I have a few questions: Is this the best way to approach this problem? Is this code thread-safe? Is this the same as a "double checked lock"? If so, does it suffer from the same problems and therefore need memory barriers?

EDIT: A few notes on the system this is being implemented on...

It is a RISC 16-bit processor with 32kB RAM. While it has heavy multithreading capabilities, its memory model is very primitive. Loads and stores are atomic, there is no caching, no branch prediction or branch target prediction, one core with many threads. Memory barriers are mostly for the compiler to know it should reload memory into general purpose registers, not for any hardware reason (no cache)

This is, obviously, non-portable code. So we'd have to know your platform's rules. — David Schwartz, Oct 04 '13 at 19:48
Which in particular? The semaphore is an atomic lock at the index given when constructed, and the destruction releases across all threads. — Sam Cristall, Oct 04 '13 at 19:51
Knowing its memory visibility rules would be a start. Knowing if it provides memory barriers and, if so, what kinds and when they're needed would be good. Is it multi-processor or multi-core? Does it reorder memory operations? Does it have cores that share execution resources? You need detailed platform knowledge to construct good synchronization primitives. — David Schwartz, Oct 04 '13 at 19:53
For example, if this is a modern x86 platform, this code is a *disaster*. Your loop on the `mutexLock` will cause the CPU to mispredict the branch when `mutexLock` is released. So at the worst possible time, when you absolutely need to go as quickly as possible, you completely blow up the pipelines. And what about hyper-threading? That loop will consume CPU resources like mad. What if the lock is held by the other virtual core? How is it supposed to make forward progress efficiently with that loop consuming limited execution resources? You need detailed platform knowledge to do this right. — David Schwartz, Oct 04 '13 at 19:57
This is on a simple 16-bit RISC MCU with 32kB RAM. There's no cache, no branch prediction, no branch target prediction, no hyperthreading, no operation re-ordering. The processor has many threads sharing pipeline hardware, but they are independent. — Sam Cristall, Oct 04 '13 at 20:03
@Troy That's the only hardware support for critical sections (no mutexes or locks).

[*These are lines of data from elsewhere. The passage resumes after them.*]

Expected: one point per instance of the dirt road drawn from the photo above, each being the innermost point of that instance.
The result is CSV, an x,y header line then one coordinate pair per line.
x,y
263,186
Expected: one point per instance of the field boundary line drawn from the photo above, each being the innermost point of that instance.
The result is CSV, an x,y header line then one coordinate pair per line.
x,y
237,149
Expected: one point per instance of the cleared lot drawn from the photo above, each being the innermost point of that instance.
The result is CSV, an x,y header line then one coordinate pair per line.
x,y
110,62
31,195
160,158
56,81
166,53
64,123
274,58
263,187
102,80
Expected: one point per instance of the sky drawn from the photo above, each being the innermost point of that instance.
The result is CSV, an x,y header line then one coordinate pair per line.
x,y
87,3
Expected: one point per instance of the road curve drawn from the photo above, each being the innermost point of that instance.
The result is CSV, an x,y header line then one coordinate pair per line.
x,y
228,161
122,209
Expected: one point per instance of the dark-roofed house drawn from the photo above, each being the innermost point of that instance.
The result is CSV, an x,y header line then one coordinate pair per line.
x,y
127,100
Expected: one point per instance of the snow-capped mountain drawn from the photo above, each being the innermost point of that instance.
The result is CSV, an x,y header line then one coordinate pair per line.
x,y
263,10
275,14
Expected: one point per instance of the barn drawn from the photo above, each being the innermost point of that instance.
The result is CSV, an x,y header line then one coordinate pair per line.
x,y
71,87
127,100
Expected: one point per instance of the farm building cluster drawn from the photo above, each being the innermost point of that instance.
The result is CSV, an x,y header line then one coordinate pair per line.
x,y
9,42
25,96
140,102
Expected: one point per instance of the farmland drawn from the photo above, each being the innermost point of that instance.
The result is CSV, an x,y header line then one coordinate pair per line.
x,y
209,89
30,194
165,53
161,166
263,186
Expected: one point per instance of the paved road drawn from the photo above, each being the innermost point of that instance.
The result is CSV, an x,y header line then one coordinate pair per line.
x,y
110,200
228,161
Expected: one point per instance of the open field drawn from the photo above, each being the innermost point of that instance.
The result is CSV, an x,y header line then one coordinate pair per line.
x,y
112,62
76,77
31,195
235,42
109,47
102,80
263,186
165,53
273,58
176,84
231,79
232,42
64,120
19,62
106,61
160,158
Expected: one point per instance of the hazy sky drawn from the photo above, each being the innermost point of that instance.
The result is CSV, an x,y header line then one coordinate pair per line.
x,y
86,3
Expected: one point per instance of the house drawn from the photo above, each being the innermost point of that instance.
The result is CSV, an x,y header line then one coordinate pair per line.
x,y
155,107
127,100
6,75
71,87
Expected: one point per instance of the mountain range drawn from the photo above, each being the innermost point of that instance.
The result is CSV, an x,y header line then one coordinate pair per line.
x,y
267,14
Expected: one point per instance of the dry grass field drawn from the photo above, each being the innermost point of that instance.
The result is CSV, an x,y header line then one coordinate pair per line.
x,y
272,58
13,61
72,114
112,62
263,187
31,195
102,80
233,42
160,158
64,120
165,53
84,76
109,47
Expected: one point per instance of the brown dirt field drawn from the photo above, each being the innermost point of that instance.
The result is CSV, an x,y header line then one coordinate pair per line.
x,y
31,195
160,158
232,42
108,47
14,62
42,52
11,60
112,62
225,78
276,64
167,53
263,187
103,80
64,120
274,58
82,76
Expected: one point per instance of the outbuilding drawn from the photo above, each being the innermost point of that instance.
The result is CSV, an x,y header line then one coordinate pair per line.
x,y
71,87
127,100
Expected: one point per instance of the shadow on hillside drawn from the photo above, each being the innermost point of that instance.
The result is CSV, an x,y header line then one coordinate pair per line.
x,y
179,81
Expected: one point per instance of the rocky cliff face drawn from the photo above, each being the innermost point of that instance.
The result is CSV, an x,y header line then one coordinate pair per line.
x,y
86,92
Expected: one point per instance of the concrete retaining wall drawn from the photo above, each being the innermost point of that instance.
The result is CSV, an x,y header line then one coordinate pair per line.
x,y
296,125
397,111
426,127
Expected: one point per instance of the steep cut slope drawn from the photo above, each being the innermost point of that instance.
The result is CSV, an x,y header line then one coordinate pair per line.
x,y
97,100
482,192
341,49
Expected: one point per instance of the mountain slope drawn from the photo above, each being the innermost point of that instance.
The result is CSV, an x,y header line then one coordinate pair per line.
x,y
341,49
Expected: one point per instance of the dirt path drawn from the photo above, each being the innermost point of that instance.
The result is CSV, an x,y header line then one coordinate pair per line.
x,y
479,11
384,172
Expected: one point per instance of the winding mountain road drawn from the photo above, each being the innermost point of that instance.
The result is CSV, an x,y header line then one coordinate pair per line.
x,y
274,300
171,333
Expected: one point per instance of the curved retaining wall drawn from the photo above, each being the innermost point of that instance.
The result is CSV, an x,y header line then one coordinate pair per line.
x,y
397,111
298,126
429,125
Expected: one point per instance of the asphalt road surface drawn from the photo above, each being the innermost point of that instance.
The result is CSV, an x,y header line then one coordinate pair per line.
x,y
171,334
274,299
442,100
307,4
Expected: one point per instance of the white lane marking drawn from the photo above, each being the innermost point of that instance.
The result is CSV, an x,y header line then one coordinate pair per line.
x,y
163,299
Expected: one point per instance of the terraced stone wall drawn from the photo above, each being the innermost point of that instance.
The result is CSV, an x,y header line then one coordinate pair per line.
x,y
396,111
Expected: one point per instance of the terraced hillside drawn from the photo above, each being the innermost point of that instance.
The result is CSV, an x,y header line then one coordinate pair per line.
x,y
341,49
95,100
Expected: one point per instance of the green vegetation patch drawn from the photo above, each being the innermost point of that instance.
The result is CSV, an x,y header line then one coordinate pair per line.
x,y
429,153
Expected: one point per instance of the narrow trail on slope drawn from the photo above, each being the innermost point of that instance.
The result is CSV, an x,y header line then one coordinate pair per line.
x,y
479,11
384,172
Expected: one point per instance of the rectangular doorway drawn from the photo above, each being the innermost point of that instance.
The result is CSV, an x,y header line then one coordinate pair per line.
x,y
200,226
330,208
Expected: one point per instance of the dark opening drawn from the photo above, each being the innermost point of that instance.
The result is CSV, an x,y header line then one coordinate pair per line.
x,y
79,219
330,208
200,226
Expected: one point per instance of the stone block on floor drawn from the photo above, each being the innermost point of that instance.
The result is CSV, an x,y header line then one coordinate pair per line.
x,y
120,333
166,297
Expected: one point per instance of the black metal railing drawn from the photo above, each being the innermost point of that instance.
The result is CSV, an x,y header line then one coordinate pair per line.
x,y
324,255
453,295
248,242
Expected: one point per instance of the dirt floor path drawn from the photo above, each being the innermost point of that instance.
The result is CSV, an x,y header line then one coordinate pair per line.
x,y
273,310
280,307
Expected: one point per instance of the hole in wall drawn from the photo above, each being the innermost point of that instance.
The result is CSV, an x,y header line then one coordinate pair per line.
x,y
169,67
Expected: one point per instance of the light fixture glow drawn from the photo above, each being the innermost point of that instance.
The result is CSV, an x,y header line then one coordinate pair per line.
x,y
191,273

I don't believe there are any software constructs that can emulate what the binary semaphores do (since any software version would be non-atomic) — Sam Cristall, Oct 04 '13 at 20:30
With 32KB ram you are running on a minimal system, certainly not a big OS. So you probably are pretty close to the hardware. You need a testandset operation, and you probably want to implement your own semaphores/mutexes. Use the limited hardware binary semaphore to protect your own group of mutexes and semaphores, and protect access to them with the hardware semaphore. The you can protect your code sections with these derivative resources. — ChuckCottrill, Oct 05 '13 at 06:11
@ChuckCottrill That's kind of what I'm shooting for with the code I posted. My processor does not have an atomic test and set, so I'm checking the mutex guard, then creating a pseudo atomic test and set using the hardware semaphore. Does that kind of make sense? — Sam Cristall, Oct 05 '13 at 18:57
The `while (mutexLock == Mutex::Locked)` seems problematic. If the threads are prioritized and a higher priority thread reaches that statement while a lower priority thread is in the critical section, a deadlock will occur. If the threads are not prioritized, then the thread should yield inside that loop. — D Krueger, Oct 07 '13 at 16:28

score 1 · Answer 1 · answered Nov 27 '13 at 11:35

Even if the processor has heavy multithreading capabilities (not sure what you mean by that btw.), but is a single core processor, it still means that only one thread can execute at any one time.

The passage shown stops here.